Events appeared to come to a head on Thursday, with Defense Minister Yoav Gallant announcing he would hold a news conference at 7:30 p.m. Aides told reporters that the defense chief would call on Netanyahu to halt the judicial overhaul juggernaut in order to defend state security, and urge him to enter into dialogue with the opposition that has been mounting furious countrywide protests to the legislative blitz.

Gallant has been under increasing pressure in recent weeks, exposed to signs of rebellion in the ranks, as well as dire warnings of the heavy economic and social impact on the country. He has held several secret meetings with former colleagues, including previous chiefs of staff and current Knesset opposition members Benny Gantz and Gadi Eizenkot.

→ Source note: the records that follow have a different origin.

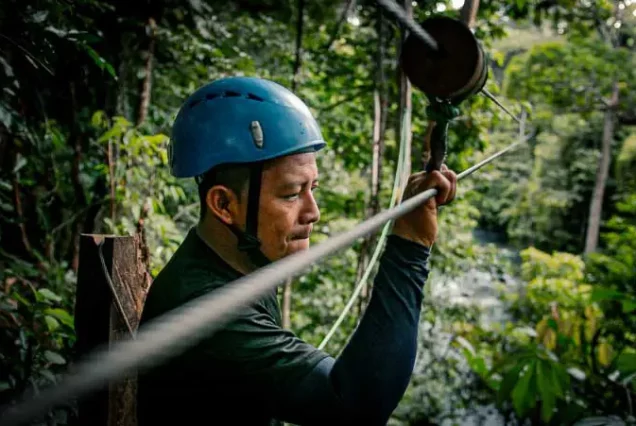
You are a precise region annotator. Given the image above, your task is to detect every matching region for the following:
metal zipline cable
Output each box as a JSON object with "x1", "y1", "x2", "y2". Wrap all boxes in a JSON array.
[
  {"x1": 0, "y1": 5, "x2": 534, "y2": 425},
  {"x1": 318, "y1": 1, "x2": 526, "y2": 351},
  {"x1": 375, "y1": 0, "x2": 439, "y2": 51},
  {"x1": 0, "y1": 125, "x2": 533, "y2": 426}
]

But as Gallant was putting the final touches to his planned statement, the Netanyahu family stepped in. The prime minister’s son Yair Netanyahu, considered the most radical element in Netanyahu’s circle, sent his own troops into action. The group of outspoken Likud Knesset members over which he is said to hold sway, as well as the radical nationalist Jewish Power party allied with the Likud, immediately issued statements demanding that Netanyahu fire Gallant and stating that the latter was no longer part of the political right wing.

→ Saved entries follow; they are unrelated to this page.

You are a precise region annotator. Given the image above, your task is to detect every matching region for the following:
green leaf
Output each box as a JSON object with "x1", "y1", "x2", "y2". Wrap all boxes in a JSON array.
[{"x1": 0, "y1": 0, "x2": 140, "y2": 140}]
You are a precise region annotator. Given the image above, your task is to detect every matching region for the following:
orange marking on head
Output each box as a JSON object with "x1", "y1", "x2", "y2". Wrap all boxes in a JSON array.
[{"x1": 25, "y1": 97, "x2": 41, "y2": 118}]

Netanyahu himself then summoned Gallant from his Tel Aviv office to Jerusalem and in typical Machiavellian fashion talked him out of going public with his warnings. There is no need for you to put yourself out there, Netanyahu reportedly told Gallant. I will address the nation, propose dialogue and put a stop to this madness.

Earlier rumors that Netanyahu was about to issue a public address and make things right sent the stock market and shekel value soaring just before the close of trading. But hopes were dashed when he stepped up to the mike just before 9 p.m. with a jumble of conciliatory platitudes and deceptions that the smokescreen he spread failed to disguise.

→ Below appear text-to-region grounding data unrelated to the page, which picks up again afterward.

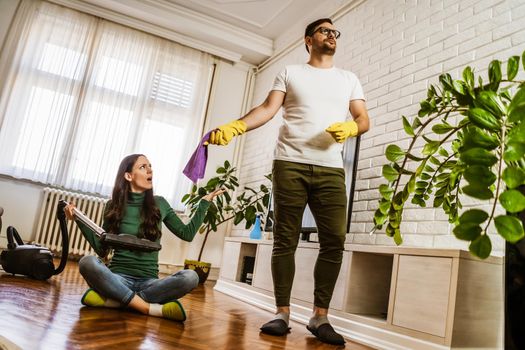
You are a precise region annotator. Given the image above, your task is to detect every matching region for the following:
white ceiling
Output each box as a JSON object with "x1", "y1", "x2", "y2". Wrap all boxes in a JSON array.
[
  {"x1": 160, "y1": 0, "x2": 350, "y2": 64},
  {"x1": 54, "y1": 0, "x2": 349, "y2": 65},
  {"x1": 165, "y1": 0, "x2": 335, "y2": 39}
]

The only real and clear message Netanyahu delivered Thursday night was that he would wade into the judicial appointments’ crisis, violating the conflict of interest pledge he had made to the High Court and the attorney general to stay out of the fray given his ongoing trial on corruption charges, which is expected to face a Supreme Court appeal.

“Until now my hands were bound. Now I am getting involved," he announced, buoyed by legislation approved earlier in the day that prevents the attorney general from pronouncing him unfit to govern. According to the newly adopted amendment, a prime minister can only be deemed unfit for reasons of physical or mental disability, and only by a 75% Knesset majority vote. In other words, Netanyahu felt invincible in announcing to the nation that he was ignoring his conflict-of-interest commitment and spitting in the eye of the law.

Several petitions against the anti-impeachment law have already been presented to the Supreme Court. If the justices overturn it — a big “if” given the determined campaign to weaken the court — Attorney General Gali Baharav-Miara will face the most difficult decision ever faced by an Israeli attorney general — whether to pronounce Netanyahu unfit to rule given his violation of the law. Such a decision would likely set off a war between Netanyahu’s opponents and his loyal political base.

It would not be an overstatement to describe these days as the most fateful in Israel’s modern era. The Jewish state has experienced severe existential threats in the past, including the 1948 War of Independence, the 1967 Six-Day War and the 1973 Yom Kippur War. Its people rallied and united to defeat their enemy, and went on to prosper. Prime Minister Golda Meir once explained this phenomenon to the young US Sen. Joe Biden. "We Jews have a secret weapon in our conflict with the Arabs, and that is that we have nowhere to go," she told him just before the 1973 war.

Fifty years on, with Israel having normalized relations with many of its former Arab enemies, Israelis are free to travel and live abroad in countries once off-limits. The concern these days is that those who want to return will find their country has turned into a dictatorship.